The trouble is, nobody knows exactly which ones. Older universities probably took fewer GNVQ students than new ones. Universities close to colleges with lots of GNVQ students were more likely to have had meetings with GNVQ tutors and know more about the courses. But if you are one of this year's 9,000 Ucas applicants with GNVQ, compared with 900 last year, how can you know where to apply?

The simple answer is, you cannot. You can check which clearing vacancies, if any, specify a grade at GNVQ, rather than simply asking for A-level points. Colleges and universities that have thought to do that are likely to be more comfortable and familiar with GNVQ. But otherwise you can only minimise the chance of instant rejection in four ways.

1 When you get through on the phone to those running your chosen course, ask if they have already taken anyone on that course with GNVQ. If so, you can move on to your own case at once.

2 If they have not taken anyone with GNVQ before, ask if you can discuss your qualifications with an admissions tutor in your subject. Make sure you can talk about what your course has covered and what skills you have acquired. (Many admissions tutors complain they do not know what GNVQ students know, because syllubuses vary so much.)

But keep it simple: "People seem to think admissions tutors have an enormous amount of time to spend browsing through portfolios," says a head of admissions at a university that has taken only a handful of applicants with GNVQ. "This just isn't consistent with reality."

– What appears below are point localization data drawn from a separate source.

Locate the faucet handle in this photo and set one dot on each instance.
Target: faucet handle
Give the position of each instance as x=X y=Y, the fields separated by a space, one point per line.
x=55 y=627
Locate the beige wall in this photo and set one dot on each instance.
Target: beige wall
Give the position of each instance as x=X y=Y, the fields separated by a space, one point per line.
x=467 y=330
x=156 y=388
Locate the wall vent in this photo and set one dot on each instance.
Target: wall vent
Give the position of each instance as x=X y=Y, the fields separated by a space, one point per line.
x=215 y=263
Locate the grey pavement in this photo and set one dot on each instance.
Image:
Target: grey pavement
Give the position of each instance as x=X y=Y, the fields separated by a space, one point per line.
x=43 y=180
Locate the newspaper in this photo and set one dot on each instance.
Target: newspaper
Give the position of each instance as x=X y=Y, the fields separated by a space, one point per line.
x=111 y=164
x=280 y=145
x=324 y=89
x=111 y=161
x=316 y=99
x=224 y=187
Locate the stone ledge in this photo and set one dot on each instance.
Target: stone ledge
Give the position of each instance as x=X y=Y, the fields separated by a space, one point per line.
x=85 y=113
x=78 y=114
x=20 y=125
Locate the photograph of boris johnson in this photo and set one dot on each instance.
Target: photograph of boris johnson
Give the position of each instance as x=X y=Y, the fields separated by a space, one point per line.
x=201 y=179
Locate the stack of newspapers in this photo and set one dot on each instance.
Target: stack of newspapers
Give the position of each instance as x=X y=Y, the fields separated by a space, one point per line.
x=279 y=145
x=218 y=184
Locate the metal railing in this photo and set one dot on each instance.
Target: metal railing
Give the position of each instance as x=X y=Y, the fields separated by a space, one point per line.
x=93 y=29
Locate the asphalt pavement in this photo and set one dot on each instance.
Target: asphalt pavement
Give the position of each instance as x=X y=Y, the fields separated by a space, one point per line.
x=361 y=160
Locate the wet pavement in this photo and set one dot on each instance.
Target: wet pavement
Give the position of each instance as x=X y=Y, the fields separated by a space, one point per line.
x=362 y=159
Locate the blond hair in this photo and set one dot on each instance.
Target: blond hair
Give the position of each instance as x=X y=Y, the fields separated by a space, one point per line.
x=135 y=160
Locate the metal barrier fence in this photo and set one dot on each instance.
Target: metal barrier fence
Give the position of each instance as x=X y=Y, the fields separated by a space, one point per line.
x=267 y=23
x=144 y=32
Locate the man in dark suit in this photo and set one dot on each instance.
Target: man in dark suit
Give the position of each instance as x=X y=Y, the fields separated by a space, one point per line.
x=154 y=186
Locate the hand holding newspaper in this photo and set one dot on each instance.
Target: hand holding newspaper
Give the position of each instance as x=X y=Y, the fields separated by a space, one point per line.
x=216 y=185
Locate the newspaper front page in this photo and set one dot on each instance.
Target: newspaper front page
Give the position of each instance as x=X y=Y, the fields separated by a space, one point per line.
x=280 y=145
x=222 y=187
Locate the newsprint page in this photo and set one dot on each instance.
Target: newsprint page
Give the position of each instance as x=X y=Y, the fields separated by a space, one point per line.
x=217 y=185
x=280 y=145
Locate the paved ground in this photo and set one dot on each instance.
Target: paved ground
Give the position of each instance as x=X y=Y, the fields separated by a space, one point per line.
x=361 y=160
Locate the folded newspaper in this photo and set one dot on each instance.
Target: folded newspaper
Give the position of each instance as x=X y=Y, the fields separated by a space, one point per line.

3 Enlist the support of your school or college. Many university admissions tutors, used to hair-splitting differences between grades C and D at A- level, find the broad groupings of distinction, merit and pass in GNVQ frustrating.

Some consequently demand a distinction or nothing. They are reluctant to drop down to merit because they may find themselves with 40 extra students, instead of the three they need to fill the course. A conversation about your GNVQ work, in which your school or college tutor explains what your strengths are, preferably with some comparison with A-level grades, may be enough to get you an interview or a place in that lucky three.

4 Be prepared to cut your losses. Some universities are not going to be enthusiastic about GNVQ until there are so many GNVQ students applying that they have no choice. Others have gone on record as saying they positively encourage applicants with advanced GNVQ.

Keele is among those that have promised to interview all applicants with GNVQ, although it may not continue that policy through clearing. West of England University at Bristol has issued a handbook to admissions tutors explaining how GNVQs work, what they cover, and what the marking system means.

Given the widely varying level of support, it probably is not worth trying to persuade a reluctant tutor to take you. Instead move on, particularly as your potential choice of courses may be better than that open to A- level candidates, Ms Megson says. Life will get easier for GNVQ students as they become more commonplace, she says: "This year the awareness of GNVQ has definitely been greater. Last year, when our students didn't get offers, we were having to ring people up and say, `Would you be prepared to see this student?' This year that hasn't happened.

"But, it still has to be said, the awareness is more among the new universities than the traditional ones. There people are still saying they have so many A-level students they don't need to look anywhere else."